RoPE also shows up in surprising places elsewhere on this blog. The evolution of attention post shows how DeepSeek’s Multi-head Latent Attention has to do some delicate surgery, a decoupled form of RoPE, to stay compatible with rotary embeddings while compressing the KV cache. The state-space models post shows Mamba-3 reusing the same rotary machinery with data-dependent angles. The idea travels a long way.

Lessons for builders

A few takeaways that generalize beyond RoPE:

  1. Positional information wants to be relative.
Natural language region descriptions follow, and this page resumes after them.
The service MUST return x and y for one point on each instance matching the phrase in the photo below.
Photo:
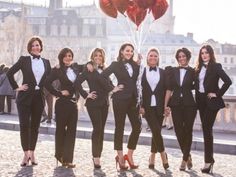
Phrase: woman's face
(152, 59)
(67, 60)
(36, 48)
(205, 55)
(128, 52)
(182, 59)
(98, 58)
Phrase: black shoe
(96, 166)
(189, 162)
(44, 119)
(48, 121)
(208, 169)
(165, 165)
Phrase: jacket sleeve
(49, 83)
(78, 83)
(14, 69)
(225, 78)
(168, 78)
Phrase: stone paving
(11, 156)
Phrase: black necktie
(204, 65)
(127, 61)
(100, 67)
(36, 56)
(153, 69)
(181, 67)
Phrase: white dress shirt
(153, 77)
(129, 69)
(201, 78)
(38, 70)
(71, 75)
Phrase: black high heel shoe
(208, 169)
(96, 166)
(165, 165)
(59, 159)
(189, 162)
(122, 166)
(24, 164)
(32, 162)
(151, 166)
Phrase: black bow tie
(100, 67)
(204, 65)
(66, 67)
(127, 61)
(36, 56)
(181, 67)
(153, 69)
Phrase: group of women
(163, 92)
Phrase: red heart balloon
(108, 8)
(145, 3)
(136, 14)
(159, 9)
(121, 5)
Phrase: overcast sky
(205, 18)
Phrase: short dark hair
(62, 54)
(31, 41)
(122, 48)
(185, 51)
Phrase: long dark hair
(94, 51)
(31, 41)
(186, 52)
(62, 54)
(210, 50)
(122, 48)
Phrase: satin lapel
(146, 81)
(30, 69)
(177, 75)
(161, 76)
(123, 69)
(45, 70)
(185, 76)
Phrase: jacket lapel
(177, 75)
(31, 69)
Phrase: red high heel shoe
(132, 166)
(122, 167)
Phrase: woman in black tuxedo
(209, 97)
(124, 103)
(29, 100)
(153, 95)
(66, 111)
(96, 101)
(179, 97)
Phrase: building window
(42, 30)
(73, 30)
(64, 30)
(99, 32)
(54, 30)
(85, 30)
(232, 60)
(225, 60)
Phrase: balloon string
(121, 25)
(132, 33)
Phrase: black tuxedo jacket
(173, 84)
(159, 91)
(24, 64)
(122, 75)
(214, 72)
(65, 83)
(95, 83)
When you catch yourself making a model re-derive the same relationship at every absolute offset, look for a representation where that relationship is built in rather than learned.
  2. Magnitude-preserving operations keep signals clean. Rotation works partly because it refuses to touch the content’s length. When you have to inject one kind of information into a vector that already carries another, prefer transforms that leave the existing signal undisturbed.
  3. The base frequency is a real knob, not a constant. That $10000$ is not sacred; long-context models routinely raise it to $500{,}000$ or $1{,}000{,}000$ to slow the fast pairs down. When a hyperparameter is set “because the paper said so,” it is worth knowing what it actually controls.
  4. The elegant default and its failure mode are two sides of one coin. The frequencies that give RoPE its clean relative encoding are the same ones that go out of distribution past the training length. The mechanism and its breaking point cannot be pulled apart, so understanding one means understanding the other.

Conclusion

RoPE comes down to one choice: to encode position, rotate the query and key instead of adding to them. Rotation keeps each vector’s length, so a word’s meaning stays intact, and since an attention score depends only on the angle between two vectors, the score ends up tracking how far apart two tokens are rather than where they sit.

If you want the original source, it is the RoFormer paper by Su et al. It is short and readable, and after this it should be easy to follow. It is also the groundwork for the next question in this series: how a model trained on a few thousand tokens manages to read much longer inputs.